10. Method (100) according to any one of claims 7 to 9, comprising a step (160) of rejecting the digital copy (DD) when said second set (DFM) of images comprises a number of images associated with one of the values ​​of said set (FA) of determined pose attribute values, less than a predetermined threshold.

11. A method (100) according to any one of claims 1 to 10, wherein the conformity result (SCM, ASM) produced by the step (140) of analyzing and producing such a conformity result from the image (DFM') expressing the residual noise of each of said at least one image (DFM) taken from said digital copy (DD) consists of at least one value (SCM) associated with said at least one image (DFM) taken from said digital copy (DD), expressing a probability of falsification of said analyzed image.

12. Method according to claim 1 1, comprising a step (150) of producing an aggregate conformity result (ASC) of the digital copy (DD) consisting of a calculation on respective probability of forgery (SCM) values ​​of at least two images (DFM') analyzed and previously taken from said digital copy (DD). 26 13. Product computer program (P) comprising program instructions which, when executed by a processing unit of a computer, causes the implementation of a method (100) for detecting digital forgery according to any one of claims 1 to 12.

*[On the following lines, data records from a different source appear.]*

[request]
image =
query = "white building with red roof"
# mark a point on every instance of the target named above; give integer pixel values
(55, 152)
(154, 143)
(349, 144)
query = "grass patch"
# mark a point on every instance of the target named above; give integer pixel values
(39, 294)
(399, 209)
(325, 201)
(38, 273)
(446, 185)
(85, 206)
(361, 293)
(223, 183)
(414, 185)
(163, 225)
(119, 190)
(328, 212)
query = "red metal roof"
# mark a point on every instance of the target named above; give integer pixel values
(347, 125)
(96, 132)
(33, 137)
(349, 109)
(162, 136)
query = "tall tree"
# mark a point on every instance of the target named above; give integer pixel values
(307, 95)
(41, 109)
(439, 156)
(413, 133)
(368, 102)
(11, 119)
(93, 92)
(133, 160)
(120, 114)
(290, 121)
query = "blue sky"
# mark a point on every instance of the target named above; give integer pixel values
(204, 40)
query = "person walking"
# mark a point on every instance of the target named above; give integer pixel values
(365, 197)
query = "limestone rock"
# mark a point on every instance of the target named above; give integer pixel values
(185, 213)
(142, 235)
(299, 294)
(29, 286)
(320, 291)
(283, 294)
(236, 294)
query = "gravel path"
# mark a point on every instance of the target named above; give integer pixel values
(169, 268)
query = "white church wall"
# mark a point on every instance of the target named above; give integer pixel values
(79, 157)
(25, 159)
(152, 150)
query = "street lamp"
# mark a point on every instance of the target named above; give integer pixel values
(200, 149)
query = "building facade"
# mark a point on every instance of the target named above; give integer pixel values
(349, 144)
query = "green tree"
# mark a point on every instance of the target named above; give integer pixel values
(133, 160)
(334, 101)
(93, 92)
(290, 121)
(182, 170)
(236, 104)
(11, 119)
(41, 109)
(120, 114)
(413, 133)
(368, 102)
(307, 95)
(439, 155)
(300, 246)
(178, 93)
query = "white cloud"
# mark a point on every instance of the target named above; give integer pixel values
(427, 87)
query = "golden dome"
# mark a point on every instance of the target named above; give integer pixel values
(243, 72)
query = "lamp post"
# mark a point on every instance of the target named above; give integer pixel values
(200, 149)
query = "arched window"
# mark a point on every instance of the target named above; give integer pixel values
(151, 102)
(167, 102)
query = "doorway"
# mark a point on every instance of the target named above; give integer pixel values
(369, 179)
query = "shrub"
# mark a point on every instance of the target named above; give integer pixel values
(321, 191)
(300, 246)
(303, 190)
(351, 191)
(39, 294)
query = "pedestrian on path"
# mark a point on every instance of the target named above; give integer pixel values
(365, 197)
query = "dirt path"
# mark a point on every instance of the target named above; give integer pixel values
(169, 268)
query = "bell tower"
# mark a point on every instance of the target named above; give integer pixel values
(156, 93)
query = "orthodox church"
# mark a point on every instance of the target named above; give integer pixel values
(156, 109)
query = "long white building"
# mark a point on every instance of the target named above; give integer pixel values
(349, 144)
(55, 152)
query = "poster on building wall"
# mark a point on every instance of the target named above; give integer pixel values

14. Electronic entity for verifying the conformity of a digital copy (DD) of an official document (OD) comprising a program memory (23) and a processing unit (21), respectively adapted to record and execute the instructions of a computer program product (P) according to claim 13.

15. System (1) comprising a first electronic entity (20) adapted according to claim 14 for verifying (20) the conformity of a digital copy (DD) of an official document (OD), a second electronic entity (40) operated by a state or a service provider, said second electronic entity (40) being arranged to: - transmit a digital copy (DD) of an official document (OD) whose conformity must be analyzed by said first electronic entity (20); - exploit the compliance result (SCM, ASC) produced by said first electronic entity (20).